One of the most iconic elements of BDSM is the power exchange between a Dominant and a submissive — but what do these roles actually mean?
It’s easy to think of them in opposites: the Dominant gives orders, the submissive obeys. The Dominant holds power, the submissive surrenders. But in reality, both roles require care, communication, and consent — and neither exists in isolation. They are relational, intentional, and deeply personalized.
In this post, we’ll explore the differences (and beautiful interdependence) between D-types and s-types — including common traits, responsibilities, and mindset. Whether you’re figuring out your role or deepening your understanding of one, this guide is here to support your journey.
A Dominant (often called a Dom, Domme, Top, Master, Mistress, Owner, etc.) is the person in a D/s dynamic who assumes the authority, guidance, or control role — always with the consensual submission of the other person.

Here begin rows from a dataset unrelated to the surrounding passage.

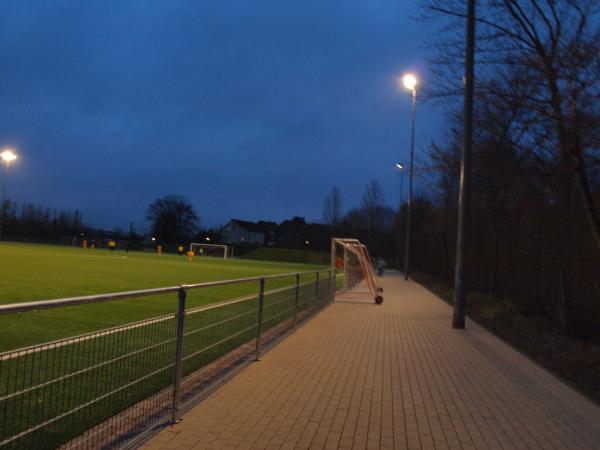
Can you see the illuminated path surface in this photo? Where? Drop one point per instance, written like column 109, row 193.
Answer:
column 389, row 376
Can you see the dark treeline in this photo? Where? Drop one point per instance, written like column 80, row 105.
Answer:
column 31, row 222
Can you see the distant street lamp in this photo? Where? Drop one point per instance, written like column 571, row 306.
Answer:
column 7, row 156
column 400, row 167
column 410, row 82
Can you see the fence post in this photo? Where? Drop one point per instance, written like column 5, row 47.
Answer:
column 316, row 289
column 182, row 294
column 261, row 301
column 296, row 298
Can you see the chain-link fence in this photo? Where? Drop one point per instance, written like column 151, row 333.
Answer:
column 111, row 388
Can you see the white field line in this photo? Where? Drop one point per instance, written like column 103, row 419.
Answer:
column 74, row 254
column 11, row 354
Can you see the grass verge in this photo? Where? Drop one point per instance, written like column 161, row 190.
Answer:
column 574, row 360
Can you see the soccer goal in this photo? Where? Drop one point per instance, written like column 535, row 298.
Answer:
column 350, row 257
column 215, row 250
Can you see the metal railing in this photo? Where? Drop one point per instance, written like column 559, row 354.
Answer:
column 111, row 388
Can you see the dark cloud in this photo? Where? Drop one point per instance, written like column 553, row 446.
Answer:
column 249, row 109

Being Dominant doesn’t mean being cruel, cold, or aggressive. At its core, Dominance is a leadership role grounded in:
Responsibility
Clarity
Presence
Emotional intelligence
Service (yes, service — to the dynamic and the sub’s wellbeing)

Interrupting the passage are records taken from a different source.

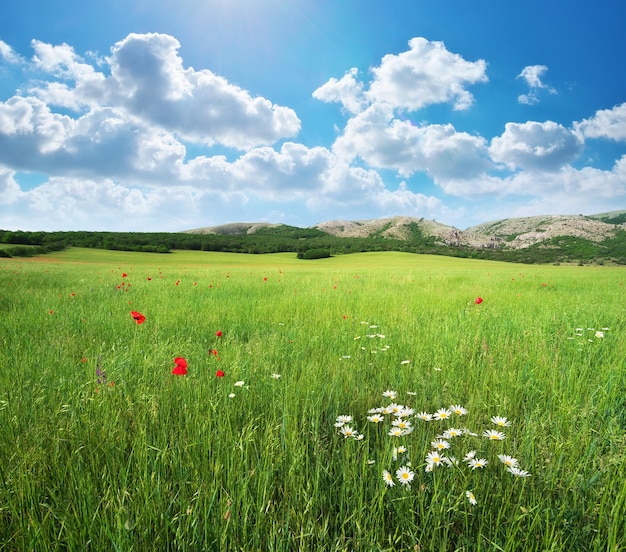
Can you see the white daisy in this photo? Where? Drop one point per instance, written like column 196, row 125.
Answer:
column 476, row 463
column 348, row 431
column 493, row 435
column 405, row 475
column 500, row 421
column 508, row 461
column 517, row 472
column 442, row 414
column 388, row 479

Set structure or protocol in a dynamic
Create rituals, orders, or assignments
Guide a submissive’s growth or development
Offer correction or discipline when needed
Maintain emotional and physical safety during play
Provide praise, feedback, and aftercare
Make decisions within agreed-upon areas of power exchange
Dominance isn’t about control — it’s about consensually being trusted with someone’s surrender.
A submissive (often called a sub, bottom, slave, pet, etc.) is the person in a D/s dynamic who voluntarily surrenders authority or control — fully and consensually.
Submission is not weakness, inferiority, or mindless obedience. In fact, it requires immense strength, self-awareness, and communication.
Follow protocols or rituals set by their Dominant
Offer acts of service, obedience, or devotion
Practice discipline, training, or personal growth tasks
Express vulnerability and trust in emotionally intense scenes
Provide feedback and communicate needs
Ask for correction or structure that supports their submission
Own their limits and communicate them clearly
Submission isn’t about giving up your power — it’s about choosing where and how to offer it with care.
These roles don’t exist in a vacuum. A D/s relationship (whether it lasts an hour or a lifetime) is an exchange — not a one-way command.
Dominant Offers | Submissive Offers |
---|---|
Structure | Surrender |
Direction | Devotion |
Safety | Trust |
Boundaries | Obedience |
Guidance | Receptivity |
Both roles:
Require emotional intelligence
Benefit from self-reflection and mentorship
Deserve aftercare, validation, and respect
Can be expressed in many different ways — there's no single “correct” way to Dom or sub
D/s works when both people are empowered — in their roles, their boundaries, and their shared intention.
Let’s bust a few myths:
Myth | Reality |
---|---|
Doms must be loud, harsh, or hyper-masculine | Some are soft, nurturing, quiet — and still 100% in control |
Subs are doormats or lack boundaries | The best subs are boundary-strong and full of agency |
Submission is weakness | It’s strength, trust, and courage — every single time |
Doms don’t need feedback or limits | Ethical Doms rely on feedback to guide the dynamic |
There’s only one “right” way to do D/s | There are as many styles as there are people — and that’s the beauty of it |
Ask: Do I feel drawn to structure, guidance, or leading others into depth?
Practice listening before leading
Learn about communication styles, training structures, and feedback
Don’t assume authority — earn it
Ask: Where do I feel most free or fulfilled when offering myself?
Explore acts of service, training tasks, or gentle protocol
Learn your limits — and your needs
Practice trust with people who demonstrate responsibility
You’re not alone. Many people switch, blend, or evolve their roles over time. Exploration is encouraged — and fluidity is valid.
D/s dynamics can look like:
Casual power exchange during play only
Short-term training scenes or tasks
24/7 lifestyle dynamics with written contracts
Non-sexual submission or Dominance
Ritual, spiritual, or ceremonial service
Erotic roleplay that flirts with control or surrender
What matters most is that your dynamic:
Is clearly negotiated
Is enthusiastically consented to
Supports the growth, joy, and wellbeing of everyone involved
Whether you're discovering your role for the first time or want to refine your Dominance or submission in a real, structured way — Princess Raven offers:
Private coaching for Doms, subs, and switches
Dynamic design support: build rituals, protocols, training tasks, and aftercare plans
Emotional processing for new or evolving dynamics
Mentorship that’s firm, compassionate, and full of integrity
D/s isn’t about who’s on top — it’s about how you hold power, presence, and trust.
Whether you serve, guide, switch, or explore, your role deserves care, respect, and intentional growth.
Let yourself become what you already are — with clarity and confidence.